Era cândida, disse eu, antes ingênua.
Nada conheço mais arriscado, e logo
arriscado para dois, nada mais arriscado do que uma menina ingênua. Rachadinha
(não lhe sei outro nome) era ingênua. De sorte que se aplicava a fazer
ingenuidades, enquanto o pai, correeiro, fazia correias.
Namorava, por exemplo, ingenuamente, quer
dizer, deixava-se namorar. Passava horas e horas, numa tripeça de pinho à porta
da loja, vadiando infinitamente, de saias curtas e tamanquinhos, sem meias,
prendendo os calcanhares dos tamancos ao travessão da tripeça.

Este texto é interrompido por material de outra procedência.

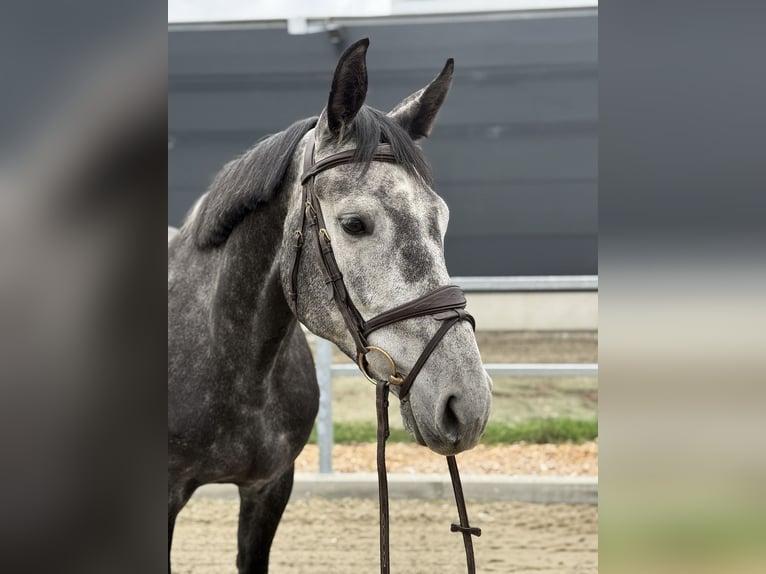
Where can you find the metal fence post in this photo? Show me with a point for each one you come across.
(324, 418)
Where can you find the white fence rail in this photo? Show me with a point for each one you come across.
(326, 370)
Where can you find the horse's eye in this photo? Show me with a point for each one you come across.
(353, 225)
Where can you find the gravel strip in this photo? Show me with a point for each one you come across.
(520, 458)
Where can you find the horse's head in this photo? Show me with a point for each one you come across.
(386, 225)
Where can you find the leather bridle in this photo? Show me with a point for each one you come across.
(445, 304)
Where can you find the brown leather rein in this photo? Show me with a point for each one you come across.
(445, 304)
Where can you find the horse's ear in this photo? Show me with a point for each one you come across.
(417, 113)
(349, 89)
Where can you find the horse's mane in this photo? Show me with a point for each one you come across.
(258, 174)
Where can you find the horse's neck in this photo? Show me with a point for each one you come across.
(250, 316)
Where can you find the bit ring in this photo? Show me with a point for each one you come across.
(394, 379)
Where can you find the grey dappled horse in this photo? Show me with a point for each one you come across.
(242, 392)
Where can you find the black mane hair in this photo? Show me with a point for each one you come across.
(372, 127)
(244, 182)
(256, 176)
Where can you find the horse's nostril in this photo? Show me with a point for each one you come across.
(450, 422)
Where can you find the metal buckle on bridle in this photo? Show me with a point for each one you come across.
(394, 378)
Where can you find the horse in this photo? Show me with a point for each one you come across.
(242, 390)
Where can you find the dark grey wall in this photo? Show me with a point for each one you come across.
(514, 152)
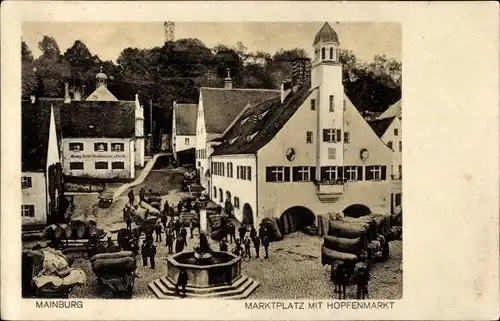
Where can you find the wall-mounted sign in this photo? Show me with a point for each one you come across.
(90, 156)
(290, 154)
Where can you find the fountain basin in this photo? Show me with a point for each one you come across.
(222, 268)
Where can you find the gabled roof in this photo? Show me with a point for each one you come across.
(185, 119)
(35, 128)
(221, 106)
(265, 120)
(380, 126)
(110, 119)
(393, 111)
(101, 93)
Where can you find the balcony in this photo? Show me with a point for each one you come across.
(329, 191)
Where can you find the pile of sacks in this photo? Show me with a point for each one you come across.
(56, 273)
(350, 239)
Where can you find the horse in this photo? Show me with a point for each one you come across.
(339, 274)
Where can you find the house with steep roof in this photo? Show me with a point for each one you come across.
(217, 108)
(389, 129)
(41, 178)
(305, 152)
(184, 131)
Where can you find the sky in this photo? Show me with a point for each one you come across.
(108, 39)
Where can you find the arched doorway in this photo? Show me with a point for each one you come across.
(247, 214)
(295, 219)
(357, 210)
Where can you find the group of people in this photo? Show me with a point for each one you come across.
(256, 239)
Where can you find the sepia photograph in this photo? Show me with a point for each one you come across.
(249, 160)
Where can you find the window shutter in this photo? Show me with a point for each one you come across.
(295, 174)
(312, 173)
(269, 174)
(287, 173)
(368, 173)
(360, 173)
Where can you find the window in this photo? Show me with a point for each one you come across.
(313, 104)
(117, 147)
(26, 182)
(332, 153)
(308, 137)
(346, 137)
(75, 165)
(117, 165)
(277, 174)
(76, 147)
(28, 210)
(329, 135)
(101, 165)
(375, 173)
(301, 174)
(100, 147)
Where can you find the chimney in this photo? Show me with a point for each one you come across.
(286, 89)
(67, 98)
(228, 83)
(301, 73)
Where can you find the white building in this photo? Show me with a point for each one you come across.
(388, 128)
(217, 108)
(183, 129)
(41, 179)
(305, 152)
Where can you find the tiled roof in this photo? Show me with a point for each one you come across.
(185, 119)
(380, 126)
(35, 126)
(221, 106)
(110, 119)
(258, 124)
(393, 111)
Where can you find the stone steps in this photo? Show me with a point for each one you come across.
(163, 288)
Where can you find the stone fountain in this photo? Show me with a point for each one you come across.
(212, 274)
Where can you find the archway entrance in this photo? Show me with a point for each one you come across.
(295, 219)
(247, 214)
(357, 210)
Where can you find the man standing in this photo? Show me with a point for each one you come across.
(131, 197)
(152, 254)
(158, 231)
(256, 244)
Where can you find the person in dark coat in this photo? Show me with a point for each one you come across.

Lia então jornais. Ela sabia ler: um luxo
de escola pública que o zelo paterno cuidara em proporcionar-lhe muito cedo.
Lia muito jornais, sem escolha: do dia ou da véspera, da véspera ou do ano
passado, conforme vinham, embrulhando encomendas de remendo à indústria da
oficina. Lia romances de rodapé, da melhor maneira de serem lidos,
baralhadamente, ora de um jornal, ora de outro, encartando as aventuras da
Gazeta nas do País, interessando-se muito por uma
situação dramática que começava pela Gazeta
da Tarde em Boisgobey e ia
desprender-se pela Cidade do
Rio, em Montepin.
Com uma tal facilidade de critério, não custa
compreender como a donzelinha levava a existência, lendo também as horas e os
dias sem atenção nem coerência, como se fosse a vida um longo rodapé de jornal,
abstruso e confundido. Um meio sono de preguiça e ininteligência, que lhe era
suave, por isso que o pai, que não tinha recursos para dar-lhe gozos,
caprichava esforços para poupar-lhe a mínima contrariedade.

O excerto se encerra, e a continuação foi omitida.